Along with fundamental ecological research, which is concerned with the relationships between organisms and their environment, applied ecology also plays an important role. It attempts to apply the knowledge of the relationships between organisms and the environment to practical questions of the conservation of nature and its species. For example, before a major change in the use of a space can be approved, appraisals must be made. In these, it is described, investigated and evaluated what consequences the project has for humans, animals, plants, soil, water, air, climate, and agriculture, as well as cultural and material assets. The interactions of different factors with each other are just as much the subject of such appraisals as measures to avoid, reduce, or balance the investigated consequences.

Was does concomitant or safety research mean and what findings has it yielded?

25 years of research shows that genetically modified plants pose no specific risk

The aim of concomitant or safety research was to study the relationships between genetically modified plants and their surroundings. These projects tackled the objections and fears that were discussed in the public debate around green gene technology. 

Since 1987, the Federal Ministry of Education and Research (BMBF) has financed more than 300 projects on biological safety research with more than €100 million. The resulting scientific studies came to the conclusion that there are no specific risks connected with the genetically modified organisms that have been released so far. 

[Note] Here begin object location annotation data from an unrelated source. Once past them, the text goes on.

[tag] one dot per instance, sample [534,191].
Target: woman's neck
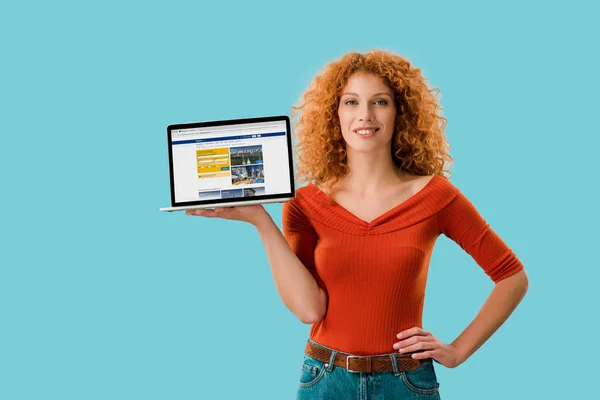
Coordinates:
[370,173]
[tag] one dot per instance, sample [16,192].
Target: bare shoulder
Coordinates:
[415,182]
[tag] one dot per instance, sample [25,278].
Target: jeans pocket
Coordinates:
[421,380]
[312,372]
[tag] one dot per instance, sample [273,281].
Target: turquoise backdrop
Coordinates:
[104,297]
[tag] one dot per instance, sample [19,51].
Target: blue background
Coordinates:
[104,297]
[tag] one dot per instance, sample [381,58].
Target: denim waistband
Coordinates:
[424,360]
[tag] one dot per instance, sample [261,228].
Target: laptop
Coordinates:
[230,163]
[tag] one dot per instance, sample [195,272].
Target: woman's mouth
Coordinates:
[366,132]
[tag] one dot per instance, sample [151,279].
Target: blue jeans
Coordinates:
[318,381]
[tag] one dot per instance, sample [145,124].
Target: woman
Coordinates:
[358,238]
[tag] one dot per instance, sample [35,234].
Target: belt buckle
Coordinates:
[348,359]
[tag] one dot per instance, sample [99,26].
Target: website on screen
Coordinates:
[232,161]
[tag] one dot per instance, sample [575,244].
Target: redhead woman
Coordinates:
[354,254]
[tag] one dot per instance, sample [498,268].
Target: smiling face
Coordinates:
[367,112]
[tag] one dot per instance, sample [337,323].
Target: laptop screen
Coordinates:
[229,161]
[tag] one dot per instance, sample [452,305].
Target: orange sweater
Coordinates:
[375,273]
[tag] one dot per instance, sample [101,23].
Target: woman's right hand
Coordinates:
[255,214]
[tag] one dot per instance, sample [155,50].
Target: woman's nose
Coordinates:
[366,114]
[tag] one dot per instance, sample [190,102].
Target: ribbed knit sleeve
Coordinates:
[461,222]
[301,237]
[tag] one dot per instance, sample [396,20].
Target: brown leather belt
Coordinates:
[382,363]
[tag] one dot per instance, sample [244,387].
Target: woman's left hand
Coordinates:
[415,338]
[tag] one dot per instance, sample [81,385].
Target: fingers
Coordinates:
[415,330]
[222,212]
[425,354]
[423,344]
[203,213]
[413,340]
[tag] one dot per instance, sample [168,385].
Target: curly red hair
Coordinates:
[419,145]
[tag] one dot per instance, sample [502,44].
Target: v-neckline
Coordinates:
[353,217]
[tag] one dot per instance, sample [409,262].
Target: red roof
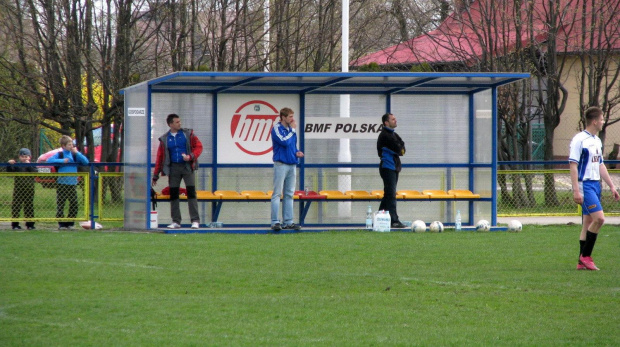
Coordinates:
[462,36]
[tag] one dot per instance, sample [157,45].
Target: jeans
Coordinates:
[66,192]
[283,186]
[388,203]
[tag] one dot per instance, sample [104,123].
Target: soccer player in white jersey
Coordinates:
[586,170]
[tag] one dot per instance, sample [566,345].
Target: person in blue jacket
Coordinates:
[390,148]
[285,160]
[66,185]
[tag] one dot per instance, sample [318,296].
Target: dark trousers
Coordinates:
[388,203]
[66,192]
[23,199]
[183,172]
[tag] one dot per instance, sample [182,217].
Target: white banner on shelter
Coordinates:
[244,123]
[342,128]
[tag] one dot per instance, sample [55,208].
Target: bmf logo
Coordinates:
[251,126]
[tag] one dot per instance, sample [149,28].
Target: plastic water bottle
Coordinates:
[369,218]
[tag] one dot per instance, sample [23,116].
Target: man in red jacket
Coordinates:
[177,158]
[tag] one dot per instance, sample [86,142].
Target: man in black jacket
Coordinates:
[390,147]
[23,190]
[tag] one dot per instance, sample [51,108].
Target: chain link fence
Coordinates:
[545,193]
[32,197]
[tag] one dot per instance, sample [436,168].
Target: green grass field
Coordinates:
[308,289]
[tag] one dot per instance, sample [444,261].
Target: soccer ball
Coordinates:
[483,225]
[86,225]
[418,226]
[515,225]
[436,227]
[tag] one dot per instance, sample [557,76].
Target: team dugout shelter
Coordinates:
[447,120]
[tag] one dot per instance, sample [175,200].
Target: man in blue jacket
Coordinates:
[390,148]
[285,159]
[66,184]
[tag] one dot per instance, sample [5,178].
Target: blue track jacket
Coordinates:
[284,141]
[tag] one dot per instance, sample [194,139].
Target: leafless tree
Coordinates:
[599,43]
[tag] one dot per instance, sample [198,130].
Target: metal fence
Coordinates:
[32,197]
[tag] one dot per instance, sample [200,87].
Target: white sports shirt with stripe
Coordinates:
[587,151]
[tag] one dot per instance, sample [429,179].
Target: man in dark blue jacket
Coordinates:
[285,159]
[390,147]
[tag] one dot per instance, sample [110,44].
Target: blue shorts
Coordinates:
[591,192]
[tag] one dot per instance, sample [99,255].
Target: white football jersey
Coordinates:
[587,151]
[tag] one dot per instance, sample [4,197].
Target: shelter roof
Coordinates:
[328,82]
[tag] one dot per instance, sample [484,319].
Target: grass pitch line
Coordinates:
[114,264]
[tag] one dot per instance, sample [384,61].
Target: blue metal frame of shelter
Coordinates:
[301,84]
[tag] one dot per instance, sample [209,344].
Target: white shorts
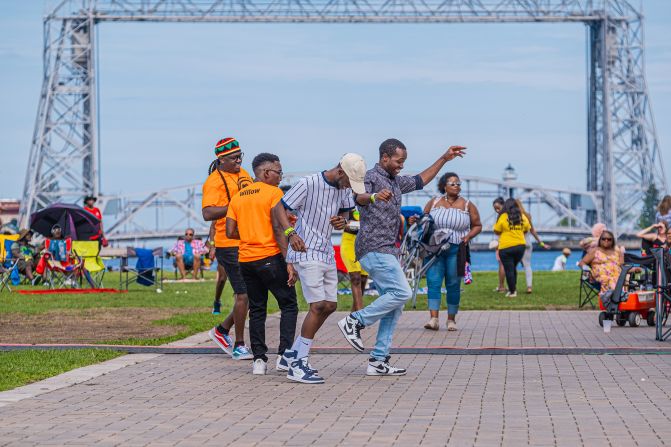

The results of the BMBF-financed studies have been confirmed by research work of the EU and neighboring European countries. For example, the Swiss National Research Programme (NRP 59) “Benefits and risks of the deliberate release of genetically modified plants”, which was funded with CHF 12 million over five years, also came to the conclusion in its final report in 2012 that no specific health or environmental risks could be determined for green gene technology. This outcome was also in agreement with over 1,000 studies that were performed throughout the world and which were evaluated within the scope of NRP 59.

Since 2014, there is also a summary of results from 25 years of EU safety research funded with €300 million, which also comes to the conclusion that genetic engineering does not pose greater risks than conventional methods of plant breeding.  

Unfortunately, the results of the safety research are barely reflected  in social debate or political decision- making processes.  

The research on and with genetically modified plants or their usage in agriculture is taking place in an area  of conflict between science, society and politics, even though the scientific basis is retreating more and more to the background at the expense of an increasingly political discussion and socio-political consensus-building.